Astana (Kazakhstan) (AFP) - Projected results showed energy-rich Kazakhstan's ruling party claiming a comfortable win in early parliamentary polls on Sunday that never threatened to trouble autocrat President Nursultan Nazarbayev's long reign.
An exit poll conducted by the local Institute of Democracy research group put Nazarbayev's ruling Nur Otan on 82 percent, meaning it will dominate a parliament likely to contain two other parties.
The vote came as the ex-Soviet country sees its once-booming economy slump on the back of falling oil prices and an economic crisis in northern neighbour Russia, but Nazarbayev's grip on power appears as firm as ever.
The 75-year-old strongman -- who has ruled Kazakhstan virtually unopposed since before its independence from the Soviet Union in 1991 -- was elected to a new five-year term last year with 98 percent of the vote.
After casting his vote in the capital Astana on Sunday morning, Nazarbayev -- who has maintained close ties with ex-Soviet master Russia -- called on other countries "not to rush" Kazakhstan on its journey toward democracy.
"This is Asia," he said. "We have different relationships -- family relationships, a different religion and different opportunities between people."
Polling stations closed across the vast country at 1500 GMT in a ballot featuring six parties mostly supportive of Nazarbayev.

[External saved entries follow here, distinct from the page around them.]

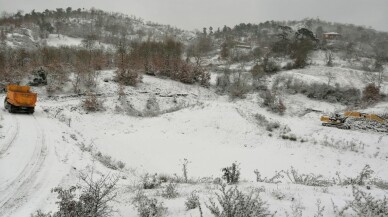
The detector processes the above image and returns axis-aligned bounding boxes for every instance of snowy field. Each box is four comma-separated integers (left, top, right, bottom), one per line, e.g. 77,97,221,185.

1,66,387,216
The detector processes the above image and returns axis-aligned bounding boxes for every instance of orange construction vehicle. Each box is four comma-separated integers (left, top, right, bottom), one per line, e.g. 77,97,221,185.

4,84,37,114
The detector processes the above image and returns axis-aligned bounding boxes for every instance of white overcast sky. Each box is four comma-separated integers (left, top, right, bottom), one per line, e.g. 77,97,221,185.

0,0,387,32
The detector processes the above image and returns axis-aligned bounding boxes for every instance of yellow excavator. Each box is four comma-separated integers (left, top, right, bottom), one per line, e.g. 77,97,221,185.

320,111,386,130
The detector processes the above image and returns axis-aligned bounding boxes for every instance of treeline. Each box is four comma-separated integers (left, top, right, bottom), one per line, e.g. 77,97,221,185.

The Central Election Commission (CEC) claimed a 77.1 percent turnout Sunday, which Commission chair Kuandyk Turgankulov declared a record for parliamentary votes in the country.
- 'Zombie parties' -
If CEC totals match the exit poll Nur Otan will share parliament with the Communist People's Party and Ak Zhol, firmly pro-government factions from the previous legislature that secured just over 7 percent of the vote each according to the exit poll.
Agrarian party Auyl, pro-green Birlik and the lone opposition National Social Democratic Party (NSDP) fell short of the seven percent threshold, gathering just over 3.5 percent of the vote between them.
Analysts say all the parties that competed lacked coherent ideologies or manifestos, and exist to provide democratic window-dressing in the authoritarian republic.
"I see no forces in the country that can mobilise people and promote their interests," Nargis Kassenova, director of the Central Asian Studies Center at the KIMEP University in Almaty, told AFP.
"The political space has been purged."
Dosym Satpayev, Director of the Risk Assessment Group based in the country's largest city Almaty said the competing parties were "Zombie parties."
"They take up space and make announcements, but principally do not have any particular sort of platform," Satpayev told AFP.
Many citizens forming lines out of polling stations in Astana and Almaty cited "civic duty" as a reason to vote and admitted to a lack of choice.
"Nowadays everyone wants to be in the parliament, but with every year I see it is unlikely these [parliamentarians] will help us pensioners," said Galina Andrieva, an 80-year-old pensioner living in Almaty.
"In communist times elections were honest, but now I am not so sure."
Campaigning in a bleak environment, Nur Otan emphasised past government achievements while endorsing present state policies under the motto "Unity! Stability! Creativity!"
Sunday's early polls came after Nazarbayev brought forward the presidential vote last year, with analysts saying he was keen to get elections over with in case the economic situation worsened.
Nazarbayev, who has not confirmed he will run for office when his term ends in 2020, said Sunday he did not anticipate major changes to the government after the vote.
The veteran ruler has not named a successor and observers are watching government appointments for any indications they might give of a potential heir emerging.